In a move that is projected to save up to £10 million a year the Goverment’s Comprehensive Spending Review (CSR) has identified the copper component in coins as unnecessary and ear marked it for the chop from next April.
With the price of copper volatile and driven high by demand from India and China the plan is that in the future instead of a cupro-nickel combination coins will be made using cheap steel with a nickel plating cover.
Big money implications
Whether the cost implications have been thought through properly or not is unclear. Despite the new coins being cheaper to produce and longer lasting there are likely to be knock on effects for vending machine operators and organisations responsible for other coin operated machines such as parking meters.
11% thicker than the old coins, with a size increase from 1.7mm in depth to 1.9mm, though these new dimensions won’t affect the efficiency of coin counting machines, the new coins will not be recognised by meters, public phones and vending machines.

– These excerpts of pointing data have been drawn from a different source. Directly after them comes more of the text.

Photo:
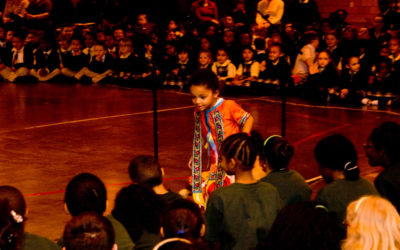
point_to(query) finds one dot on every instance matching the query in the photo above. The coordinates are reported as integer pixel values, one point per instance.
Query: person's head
(205, 43)
(353, 64)
(275, 52)
(18, 41)
(11, 227)
(336, 155)
(247, 54)
(238, 152)
(145, 171)
(303, 225)
(228, 37)
(331, 40)
(89, 231)
(89, 40)
(222, 56)
(394, 46)
(277, 152)
(109, 41)
(125, 46)
(182, 219)
(76, 44)
(383, 145)
(205, 57)
(118, 34)
(85, 193)
(142, 19)
(204, 88)
(372, 223)
(324, 58)
(138, 209)
(311, 37)
(99, 50)
(183, 55)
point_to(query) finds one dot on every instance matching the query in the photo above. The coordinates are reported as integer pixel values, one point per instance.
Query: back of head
(138, 209)
(240, 147)
(182, 219)
(146, 171)
(85, 193)
(204, 77)
(277, 152)
(11, 227)
(373, 223)
(304, 225)
(387, 137)
(15, 199)
(336, 152)
(89, 231)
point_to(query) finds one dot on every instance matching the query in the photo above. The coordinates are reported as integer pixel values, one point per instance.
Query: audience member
(145, 170)
(372, 223)
(239, 216)
(337, 161)
(304, 225)
(14, 236)
(292, 187)
(87, 193)
(382, 149)
(88, 231)
(139, 210)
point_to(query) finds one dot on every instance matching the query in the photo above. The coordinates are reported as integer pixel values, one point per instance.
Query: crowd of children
(328, 60)
(274, 212)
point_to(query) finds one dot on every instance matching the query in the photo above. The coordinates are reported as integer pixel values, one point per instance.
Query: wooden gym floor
(51, 132)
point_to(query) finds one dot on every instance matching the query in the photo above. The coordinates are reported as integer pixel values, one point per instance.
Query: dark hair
(336, 152)
(387, 137)
(240, 147)
(278, 152)
(182, 219)
(138, 209)
(11, 228)
(146, 171)
(15, 199)
(85, 193)
(304, 225)
(89, 231)
(204, 77)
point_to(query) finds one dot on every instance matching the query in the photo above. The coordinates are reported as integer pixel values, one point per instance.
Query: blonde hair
(372, 224)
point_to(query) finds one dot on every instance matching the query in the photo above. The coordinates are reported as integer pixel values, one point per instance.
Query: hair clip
(17, 217)
(322, 207)
(269, 138)
(348, 164)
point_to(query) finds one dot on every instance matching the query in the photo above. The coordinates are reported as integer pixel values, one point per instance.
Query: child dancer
(215, 119)
(240, 216)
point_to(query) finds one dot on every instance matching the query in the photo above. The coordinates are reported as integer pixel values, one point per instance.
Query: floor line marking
(319, 134)
(96, 119)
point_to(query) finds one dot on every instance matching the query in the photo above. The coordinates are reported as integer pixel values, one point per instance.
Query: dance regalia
(225, 118)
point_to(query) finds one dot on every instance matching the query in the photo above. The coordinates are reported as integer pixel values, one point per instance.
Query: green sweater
(291, 186)
(241, 215)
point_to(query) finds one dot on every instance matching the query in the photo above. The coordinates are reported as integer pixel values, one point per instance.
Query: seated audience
(87, 193)
(89, 231)
(239, 216)
(145, 170)
(291, 185)
(382, 149)
(337, 161)
(372, 223)
(13, 218)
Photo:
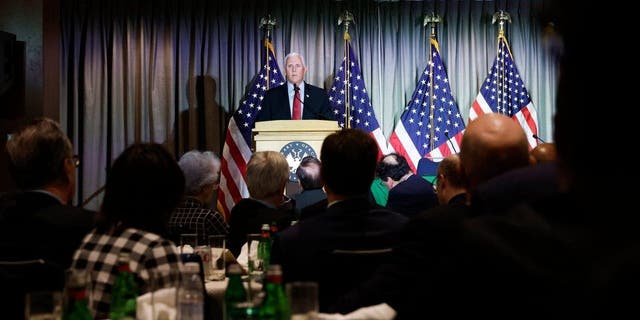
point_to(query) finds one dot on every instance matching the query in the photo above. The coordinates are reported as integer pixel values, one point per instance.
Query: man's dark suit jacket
(495, 266)
(306, 249)
(34, 226)
(275, 105)
(412, 196)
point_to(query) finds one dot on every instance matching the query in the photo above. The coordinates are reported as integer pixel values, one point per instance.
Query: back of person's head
(544, 152)
(449, 168)
(143, 187)
(348, 159)
(492, 144)
(308, 173)
(393, 166)
(450, 179)
(38, 153)
(201, 169)
(267, 174)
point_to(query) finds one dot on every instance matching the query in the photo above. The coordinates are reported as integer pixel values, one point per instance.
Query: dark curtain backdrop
(173, 71)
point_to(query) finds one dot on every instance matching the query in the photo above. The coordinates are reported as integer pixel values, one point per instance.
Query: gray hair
(294, 54)
(200, 169)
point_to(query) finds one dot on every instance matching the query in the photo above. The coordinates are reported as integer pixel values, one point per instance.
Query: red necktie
(297, 107)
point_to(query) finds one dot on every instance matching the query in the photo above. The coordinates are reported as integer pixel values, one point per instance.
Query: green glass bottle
(77, 302)
(234, 294)
(264, 246)
(275, 305)
(124, 292)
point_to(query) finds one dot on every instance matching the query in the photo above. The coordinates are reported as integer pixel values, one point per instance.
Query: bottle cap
(235, 269)
(192, 267)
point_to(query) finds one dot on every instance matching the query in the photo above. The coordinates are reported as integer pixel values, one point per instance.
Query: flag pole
(502, 18)
(431, 20)
(346, 19)
(267, 23)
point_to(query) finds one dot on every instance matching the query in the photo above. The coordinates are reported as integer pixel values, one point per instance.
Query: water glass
(256, 264)
(43, 305)
(218, 244)
(188, 242)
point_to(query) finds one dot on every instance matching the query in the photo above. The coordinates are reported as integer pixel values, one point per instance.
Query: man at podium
(295, 99)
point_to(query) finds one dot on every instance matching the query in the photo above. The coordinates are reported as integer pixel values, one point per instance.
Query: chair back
(345, 269)
(23, 276)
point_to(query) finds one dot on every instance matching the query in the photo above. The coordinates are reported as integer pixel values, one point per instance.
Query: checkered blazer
(191, 216)
(98, 254)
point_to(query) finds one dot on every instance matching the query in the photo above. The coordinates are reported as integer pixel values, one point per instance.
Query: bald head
(492, 144)
(544, 152)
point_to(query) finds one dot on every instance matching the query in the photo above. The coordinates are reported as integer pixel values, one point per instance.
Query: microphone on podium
(535, 136)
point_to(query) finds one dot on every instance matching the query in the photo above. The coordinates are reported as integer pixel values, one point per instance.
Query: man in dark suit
(279, 102)
(308, 173)
(309, 249)
(38, 223)
(408, 193)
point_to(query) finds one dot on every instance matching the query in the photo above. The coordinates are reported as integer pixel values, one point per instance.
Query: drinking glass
(43, 305)
(256, 265)
(188, 242)
(161, 298)
(218, 244)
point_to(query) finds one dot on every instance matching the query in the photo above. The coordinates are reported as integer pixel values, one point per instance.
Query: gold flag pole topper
(501, 17)
(346, 19)
(267, 23)
(431, 20)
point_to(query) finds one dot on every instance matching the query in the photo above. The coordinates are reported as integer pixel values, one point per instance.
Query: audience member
(572, 256)
(308, 173)
(143, 188)
(544, 152)
(450, 183)
(279, 102)
(492, 145)
(193, 214)
(267, 175)
(39, 221)
(408, 193)
(307, 250)
(494, 264)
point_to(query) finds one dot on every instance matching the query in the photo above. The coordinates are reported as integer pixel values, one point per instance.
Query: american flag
(503, 91)
(431, 125)
(361, 111)
(237, 144)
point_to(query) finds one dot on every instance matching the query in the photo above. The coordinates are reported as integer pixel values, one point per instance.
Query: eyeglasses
(76, 160)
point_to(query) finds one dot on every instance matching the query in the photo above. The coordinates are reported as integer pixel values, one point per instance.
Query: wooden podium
(282, 135)
(295, 139)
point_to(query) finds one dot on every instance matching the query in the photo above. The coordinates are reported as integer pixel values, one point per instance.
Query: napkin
(376, 312)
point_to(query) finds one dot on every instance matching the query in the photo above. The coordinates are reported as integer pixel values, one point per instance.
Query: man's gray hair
(294, 54)
(200, 169)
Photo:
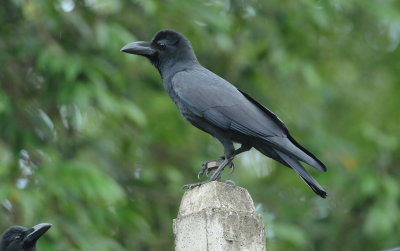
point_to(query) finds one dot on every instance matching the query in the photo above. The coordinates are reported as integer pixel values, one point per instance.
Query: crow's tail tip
(322, 193)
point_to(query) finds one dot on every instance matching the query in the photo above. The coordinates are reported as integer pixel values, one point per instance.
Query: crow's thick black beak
(36, 232)
(139, 48)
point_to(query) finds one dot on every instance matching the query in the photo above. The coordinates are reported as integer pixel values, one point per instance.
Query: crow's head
(19, 238)
(167, 49)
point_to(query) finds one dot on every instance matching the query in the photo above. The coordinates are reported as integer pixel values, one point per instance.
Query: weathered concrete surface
(218, 216)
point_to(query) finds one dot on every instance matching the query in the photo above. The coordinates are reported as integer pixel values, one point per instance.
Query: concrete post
(217, 217)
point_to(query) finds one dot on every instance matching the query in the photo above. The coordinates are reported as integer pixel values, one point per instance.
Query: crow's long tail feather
(301, 171)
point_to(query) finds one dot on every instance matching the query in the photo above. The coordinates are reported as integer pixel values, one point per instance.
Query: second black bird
(217, 107)
(19, 238)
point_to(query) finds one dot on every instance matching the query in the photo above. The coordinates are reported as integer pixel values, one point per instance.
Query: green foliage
(90, 142)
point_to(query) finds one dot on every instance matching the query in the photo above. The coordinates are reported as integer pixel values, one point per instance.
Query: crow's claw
(202, 171)
(190, 186)
(232, 167)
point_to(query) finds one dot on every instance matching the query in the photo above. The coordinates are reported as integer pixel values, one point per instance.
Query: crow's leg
(227, 160)
(209, 166)
(216, 175)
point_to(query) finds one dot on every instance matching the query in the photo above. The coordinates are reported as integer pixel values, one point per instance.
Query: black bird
(19, 238)
(217, 107)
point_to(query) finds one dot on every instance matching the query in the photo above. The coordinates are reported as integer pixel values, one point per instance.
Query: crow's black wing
(220, 103)
(213, 98)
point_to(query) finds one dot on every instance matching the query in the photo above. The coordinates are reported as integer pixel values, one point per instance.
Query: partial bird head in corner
(19, 238)
(166, 48)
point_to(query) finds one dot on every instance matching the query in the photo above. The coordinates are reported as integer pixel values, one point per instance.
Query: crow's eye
(161, 46)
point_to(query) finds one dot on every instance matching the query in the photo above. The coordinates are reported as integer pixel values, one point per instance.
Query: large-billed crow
(19, 238)
(217, 107)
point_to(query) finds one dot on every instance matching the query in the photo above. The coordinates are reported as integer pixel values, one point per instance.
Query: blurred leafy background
(90, 142)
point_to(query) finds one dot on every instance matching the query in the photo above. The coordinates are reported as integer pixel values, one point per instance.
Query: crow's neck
(179, 62)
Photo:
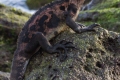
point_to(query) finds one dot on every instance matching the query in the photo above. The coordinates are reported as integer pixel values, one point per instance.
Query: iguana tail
(19, 65)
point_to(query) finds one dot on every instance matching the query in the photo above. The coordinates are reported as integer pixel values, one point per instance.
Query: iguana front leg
(79, 28)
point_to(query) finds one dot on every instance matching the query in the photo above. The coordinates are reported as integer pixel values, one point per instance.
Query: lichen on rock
(97, 58)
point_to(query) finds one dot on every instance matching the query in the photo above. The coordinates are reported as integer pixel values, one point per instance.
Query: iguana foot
(62, 47)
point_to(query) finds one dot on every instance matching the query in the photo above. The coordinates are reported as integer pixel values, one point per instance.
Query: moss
(108, 4)
(37, 3)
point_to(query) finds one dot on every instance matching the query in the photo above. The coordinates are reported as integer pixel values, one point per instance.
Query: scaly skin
(43, 26)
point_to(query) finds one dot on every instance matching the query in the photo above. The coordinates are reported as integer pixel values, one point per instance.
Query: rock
(97, 58)
(37, 3)
(4, 75)
(11, 22)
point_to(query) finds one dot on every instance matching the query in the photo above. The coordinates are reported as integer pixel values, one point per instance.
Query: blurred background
(14, 14)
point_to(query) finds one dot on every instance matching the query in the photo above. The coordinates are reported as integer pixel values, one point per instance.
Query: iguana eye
(62, 8)
(74, 10)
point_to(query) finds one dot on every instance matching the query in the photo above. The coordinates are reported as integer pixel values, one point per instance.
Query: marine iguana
(43, 26)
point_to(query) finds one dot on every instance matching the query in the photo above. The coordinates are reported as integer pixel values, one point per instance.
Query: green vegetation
(35, 4)
(11, 22)
(106, 13)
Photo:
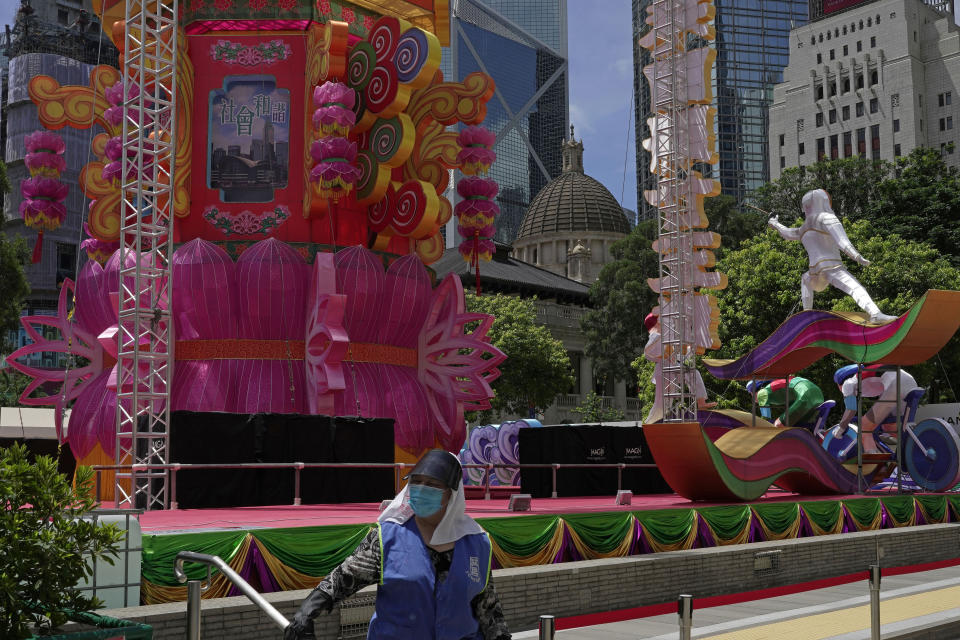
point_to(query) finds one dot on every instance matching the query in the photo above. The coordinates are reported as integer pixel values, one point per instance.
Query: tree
(920, 201)
(48, 546)
(592, 409)
(537, 368)
(764, 289)
(854, 184)
(13, 283)
(621, 297)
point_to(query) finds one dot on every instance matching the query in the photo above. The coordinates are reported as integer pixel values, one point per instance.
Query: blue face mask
(425, 501)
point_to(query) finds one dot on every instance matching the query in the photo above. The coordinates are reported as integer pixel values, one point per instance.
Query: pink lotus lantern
(114, 95)
(477, 211)
(42, 207)
(476, 156)
(334, 115)
(334, 153)
(44, 154)
(335, 170)
(97, 250)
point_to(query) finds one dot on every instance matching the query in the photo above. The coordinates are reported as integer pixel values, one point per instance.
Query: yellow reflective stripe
(380, 537)
(489, 559)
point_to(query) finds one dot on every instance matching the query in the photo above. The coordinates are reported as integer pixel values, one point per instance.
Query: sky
(601, 92)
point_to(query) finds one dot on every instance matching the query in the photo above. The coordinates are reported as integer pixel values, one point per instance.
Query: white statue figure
(653, 351)
(823, 237)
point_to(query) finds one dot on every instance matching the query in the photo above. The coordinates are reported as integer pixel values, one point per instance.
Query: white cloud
(580, 120)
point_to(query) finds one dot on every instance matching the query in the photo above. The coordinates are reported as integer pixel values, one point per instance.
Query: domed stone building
(572, 222)
(563, 243)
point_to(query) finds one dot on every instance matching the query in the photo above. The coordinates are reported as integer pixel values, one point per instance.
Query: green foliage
(764, 289)
(13, 283)
(537, 368)
(592, 409)
(621, 297)
(921, 202)
(854, 185)
(47, 546)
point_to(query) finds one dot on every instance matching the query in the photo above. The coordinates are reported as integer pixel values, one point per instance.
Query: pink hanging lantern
(44, 154)
(335, 170)
(476, 154)
(97, 250)
(43, 194)
(335, 102)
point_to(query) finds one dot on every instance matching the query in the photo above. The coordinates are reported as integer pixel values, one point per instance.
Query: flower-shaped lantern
(477, 211)
(43, 193)
(334, 170)
(97, 250)
(334, 154)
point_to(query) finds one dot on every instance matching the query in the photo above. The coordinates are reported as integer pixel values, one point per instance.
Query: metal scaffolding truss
(145, 354)
(670, 103)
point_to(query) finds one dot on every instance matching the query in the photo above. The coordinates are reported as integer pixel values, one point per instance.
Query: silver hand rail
(398, 469)
(195, 587)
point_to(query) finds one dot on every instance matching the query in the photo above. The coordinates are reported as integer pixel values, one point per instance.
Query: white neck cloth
(454, 525)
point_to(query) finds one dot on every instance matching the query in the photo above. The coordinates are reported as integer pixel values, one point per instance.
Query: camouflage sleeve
(487, 611)
(360, 569)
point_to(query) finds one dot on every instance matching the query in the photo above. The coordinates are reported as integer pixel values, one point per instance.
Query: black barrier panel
(587, 445)
(238, 438)
(224, 438)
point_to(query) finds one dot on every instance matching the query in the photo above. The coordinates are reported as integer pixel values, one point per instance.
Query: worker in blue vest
(431, 563)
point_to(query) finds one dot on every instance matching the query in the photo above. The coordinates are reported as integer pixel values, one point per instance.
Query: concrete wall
(592, 586)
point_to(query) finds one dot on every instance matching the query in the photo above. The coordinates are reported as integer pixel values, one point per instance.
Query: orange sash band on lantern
(381, 353)
(288, 350)
(239, 350)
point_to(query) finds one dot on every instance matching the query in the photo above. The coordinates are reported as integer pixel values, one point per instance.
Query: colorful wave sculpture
(298, 558)
(807, 336)
(743, 463)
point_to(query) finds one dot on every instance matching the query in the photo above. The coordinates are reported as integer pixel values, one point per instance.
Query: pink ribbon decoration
(334, 115)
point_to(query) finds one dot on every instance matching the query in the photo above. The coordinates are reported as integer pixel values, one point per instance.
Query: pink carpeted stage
(196, 520)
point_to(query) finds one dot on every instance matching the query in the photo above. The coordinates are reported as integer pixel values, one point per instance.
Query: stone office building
(876, 80)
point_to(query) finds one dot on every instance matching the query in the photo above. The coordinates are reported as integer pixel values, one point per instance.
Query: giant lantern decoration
(42, 207)
(314, 142)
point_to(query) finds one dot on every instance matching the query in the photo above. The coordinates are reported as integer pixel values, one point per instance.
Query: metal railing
(196, 587)
(397, 467)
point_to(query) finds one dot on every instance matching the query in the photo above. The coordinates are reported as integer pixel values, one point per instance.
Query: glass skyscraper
(522, 45)
(753, 48)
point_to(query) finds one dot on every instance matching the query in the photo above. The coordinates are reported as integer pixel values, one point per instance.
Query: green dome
(572, 203)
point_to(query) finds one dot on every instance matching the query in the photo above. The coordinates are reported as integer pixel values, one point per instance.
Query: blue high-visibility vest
(410, 603)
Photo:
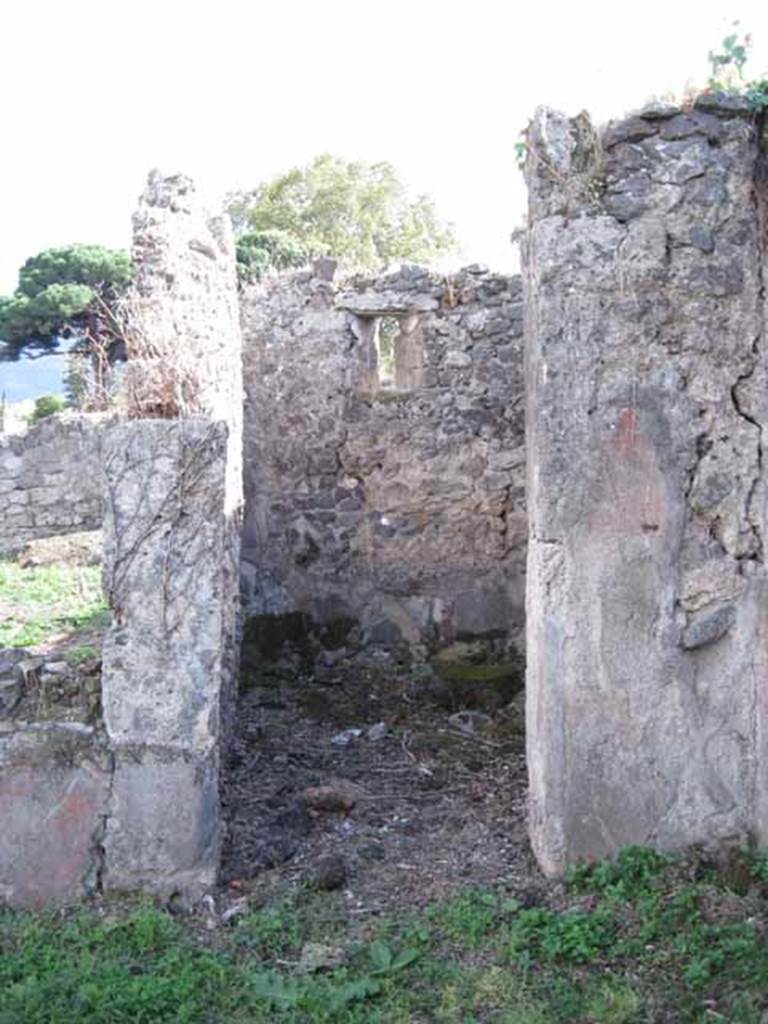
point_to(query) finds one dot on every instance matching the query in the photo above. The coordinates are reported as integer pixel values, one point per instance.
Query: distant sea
(31, 378)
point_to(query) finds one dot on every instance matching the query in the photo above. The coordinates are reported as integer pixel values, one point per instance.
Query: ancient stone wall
(646, 403)
(172, 551)
(384, 454)
(50, 480)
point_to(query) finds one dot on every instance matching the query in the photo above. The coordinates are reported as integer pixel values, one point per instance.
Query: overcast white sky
(95, 93)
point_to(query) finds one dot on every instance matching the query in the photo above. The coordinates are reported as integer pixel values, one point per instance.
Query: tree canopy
(64, 293)
(354, 211)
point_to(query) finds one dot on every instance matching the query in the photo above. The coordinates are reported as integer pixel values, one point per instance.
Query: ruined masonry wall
(164, 677)
(172, 554)
(646, 403)
(50, 480)
(398, 507)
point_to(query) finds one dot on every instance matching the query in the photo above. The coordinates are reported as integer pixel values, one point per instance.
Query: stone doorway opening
(371, 775)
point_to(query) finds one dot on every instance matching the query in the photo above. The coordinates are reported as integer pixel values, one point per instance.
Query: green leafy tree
(356, 212)
(46, 406)
(259, 252)
(66, 293)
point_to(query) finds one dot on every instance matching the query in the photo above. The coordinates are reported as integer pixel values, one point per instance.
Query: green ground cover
(646, 939)
(39, 603)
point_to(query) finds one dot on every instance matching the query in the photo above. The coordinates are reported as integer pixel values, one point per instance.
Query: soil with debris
(365, 778)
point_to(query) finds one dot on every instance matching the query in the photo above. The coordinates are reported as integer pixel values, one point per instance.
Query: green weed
(41, 601)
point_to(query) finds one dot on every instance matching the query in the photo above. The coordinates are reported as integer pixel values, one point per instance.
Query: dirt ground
(414, 801)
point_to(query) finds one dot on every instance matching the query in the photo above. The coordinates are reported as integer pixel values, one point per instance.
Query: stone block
(163, 833)
(54, 786)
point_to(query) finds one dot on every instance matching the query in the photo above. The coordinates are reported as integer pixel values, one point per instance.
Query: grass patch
(39, 602)
(641, 939)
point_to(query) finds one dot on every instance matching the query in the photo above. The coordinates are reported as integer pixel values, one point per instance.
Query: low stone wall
(50, 479)
(394, 502)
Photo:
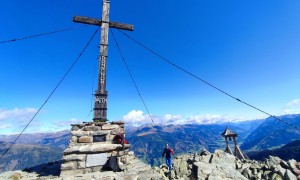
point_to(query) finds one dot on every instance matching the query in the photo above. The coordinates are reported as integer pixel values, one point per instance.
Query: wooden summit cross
(100, 107)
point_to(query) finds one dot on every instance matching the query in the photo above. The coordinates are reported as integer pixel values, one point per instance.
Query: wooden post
(101, 94)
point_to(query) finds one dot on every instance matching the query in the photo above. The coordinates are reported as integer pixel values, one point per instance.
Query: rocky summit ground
(205, 165)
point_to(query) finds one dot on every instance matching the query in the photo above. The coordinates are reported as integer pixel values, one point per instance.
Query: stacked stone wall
(91, 145)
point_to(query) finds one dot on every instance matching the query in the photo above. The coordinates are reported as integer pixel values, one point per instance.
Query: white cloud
(138, 118)
(293, 102)
(4, 126)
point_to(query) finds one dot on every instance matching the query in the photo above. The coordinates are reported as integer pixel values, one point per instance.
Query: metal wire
(58, 84)
(41, 34)
(208, 83)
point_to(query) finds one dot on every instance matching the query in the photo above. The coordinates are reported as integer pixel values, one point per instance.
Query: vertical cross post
(100, 107)
(101, 94)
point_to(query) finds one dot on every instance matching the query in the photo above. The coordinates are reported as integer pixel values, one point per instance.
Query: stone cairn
(91, 145)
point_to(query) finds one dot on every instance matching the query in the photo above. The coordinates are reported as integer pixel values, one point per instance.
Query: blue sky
(249, 49)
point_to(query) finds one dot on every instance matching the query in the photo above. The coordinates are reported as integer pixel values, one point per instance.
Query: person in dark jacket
(168, 152)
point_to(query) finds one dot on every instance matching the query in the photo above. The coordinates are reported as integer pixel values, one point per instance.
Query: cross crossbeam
(98, 22)
(101, 94)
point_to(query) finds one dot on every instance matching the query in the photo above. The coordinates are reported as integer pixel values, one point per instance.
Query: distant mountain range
(148, 141)
(286, 152)
(273, 134)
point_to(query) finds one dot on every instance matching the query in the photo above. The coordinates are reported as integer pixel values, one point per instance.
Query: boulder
(273, 161)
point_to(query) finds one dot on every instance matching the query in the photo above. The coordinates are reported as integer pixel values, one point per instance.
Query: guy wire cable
(41, 34)
(131, 76)
(61, 80)
(206, 82)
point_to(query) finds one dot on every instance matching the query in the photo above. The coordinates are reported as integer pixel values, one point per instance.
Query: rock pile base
(91, 145)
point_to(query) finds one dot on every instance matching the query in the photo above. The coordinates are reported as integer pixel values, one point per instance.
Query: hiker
(168, 152)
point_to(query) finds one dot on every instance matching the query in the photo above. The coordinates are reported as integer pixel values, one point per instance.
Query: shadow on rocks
(46, 169)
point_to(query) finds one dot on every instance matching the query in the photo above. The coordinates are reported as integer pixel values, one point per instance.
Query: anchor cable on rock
(206, 82)
(58, 84)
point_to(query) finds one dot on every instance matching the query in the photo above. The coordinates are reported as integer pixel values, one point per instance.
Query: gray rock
(74, 157)
(280, 170)
(96, 160)
(273, 161)
(289, 175)
(276, 176)
(69, 166)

A spokesman for the Royal Mint (itself under threat of being sold to raise funds) told the press that officials were working with vending machine operators to minimise disruption. ‘Disruption’ that some vending industry experts estimate could end up costing the industry up to £100 million.
When it comes to parking meters then the responsibility for making sure that they work properly comes down firmly on the shoulders of local authorities. With more that 400,000 parking meters in operation around the country all of which will require modification to take the new style coins, the cost to council tax payers could be enormous.